Potential research projects focus on the use of biomaterials as carriers for biomolecules including nucleic acids and cells which are designed to work synergistically with the biological host to improve or replace functionality. These biomaterials are designed to target injury mechanisms at the molecular and cellular levels and to target different phases of the underlying disease pathology to induce an enhanced therapeutic response. These platforms are designed to address unmet clinical needs for the treatment of myocardial infarction, low back pain, multiple sclerosis and chronic diabetic wounds. Potential project can be expanded in any of the following four areas:

1. In myocardial infarction, our focus is on developing functionalised biomaterials to address two of the major pathological issues associated with myocardial infarction: the massive inflammatory cascade that follows injury and the fibrotic (scarring) response post-infarction.

2 In low back pain, our focus is on investigating both the ageing and degenerative processes involved in the disease pathology. We have develop biomaterial-based biological therapies (cell, protein or gene-based) to repair the intervertebral disc. Functional recovery parameters characterised are an increase in disc height and the formation of a functional and biomechanically stable tissue.

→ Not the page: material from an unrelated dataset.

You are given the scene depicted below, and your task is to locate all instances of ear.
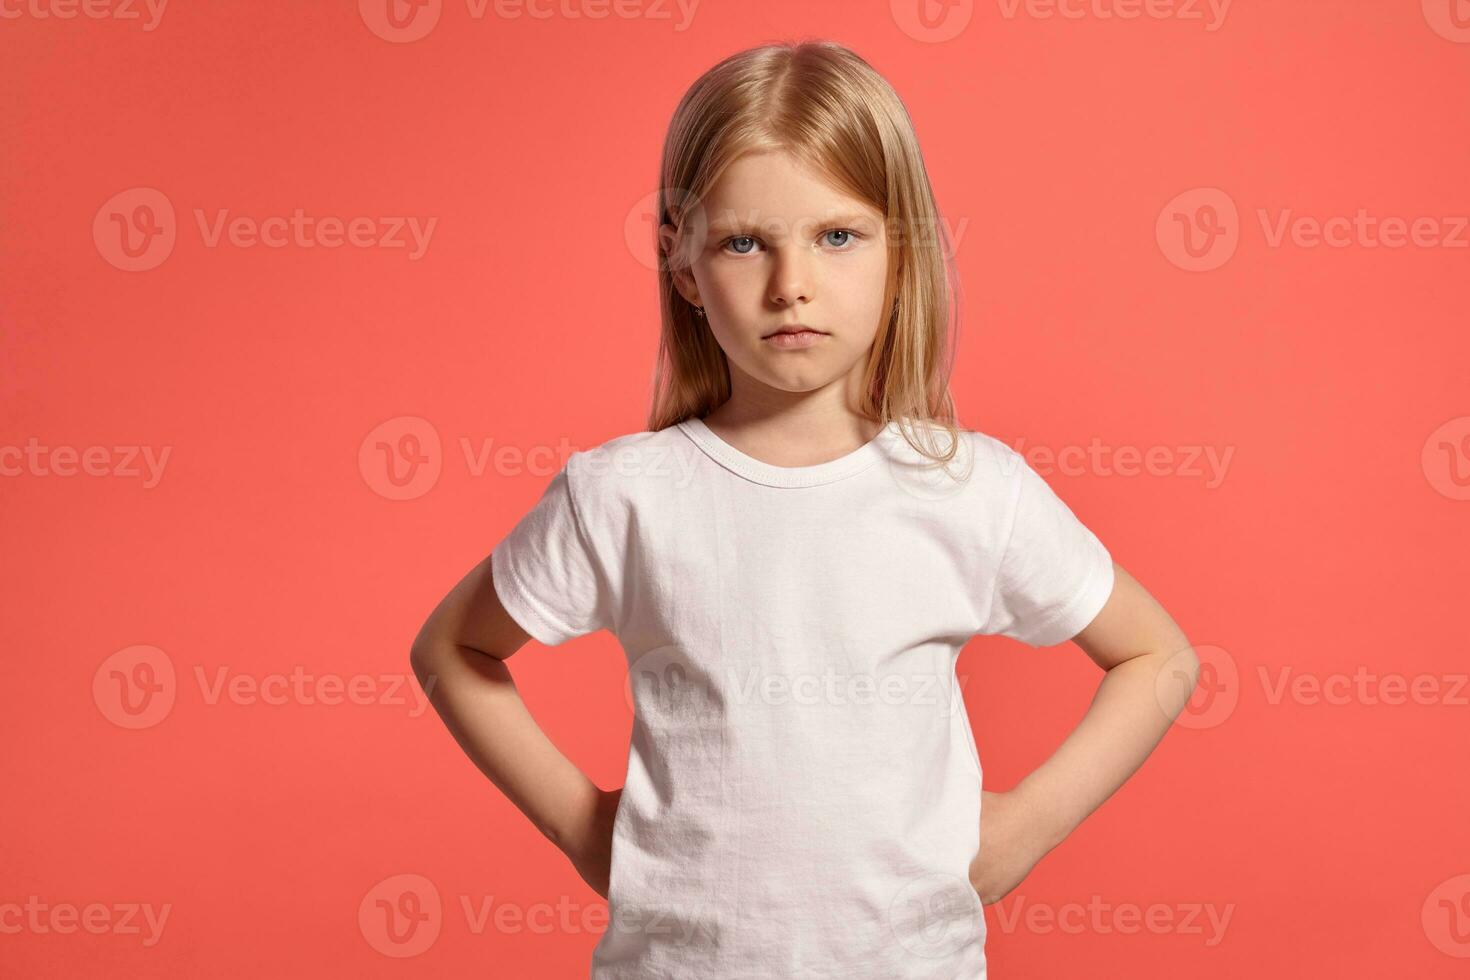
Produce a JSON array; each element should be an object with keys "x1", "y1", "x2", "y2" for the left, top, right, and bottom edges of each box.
[{"x1": 659, "y1": 221, "x2": 702, "y2": 307}]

3. In multiple sclerosis (MS) our focus is on developing a biocompatible, pathology-responsive, delivery system, guided by in-depth knowledge of cues from MS pathophysiology. Specifically we target the treatment of progressive MS for which there is currently no disease-modifying therapy available. The ultimate goal here is to reduce clinical symptoms which are characteristic of disease progression. Our goal is to arrest and significantly delay further neurological decline thereby reducing disability in progressive MS patients.

4. In wound healing, our focus is on developing biomaterial to deliver multiple biomolecules targeting the inflammatory and angiogenic phases of the underlying disease pathology of chronic diabetic wounds to induce an enhanced therapeutic response.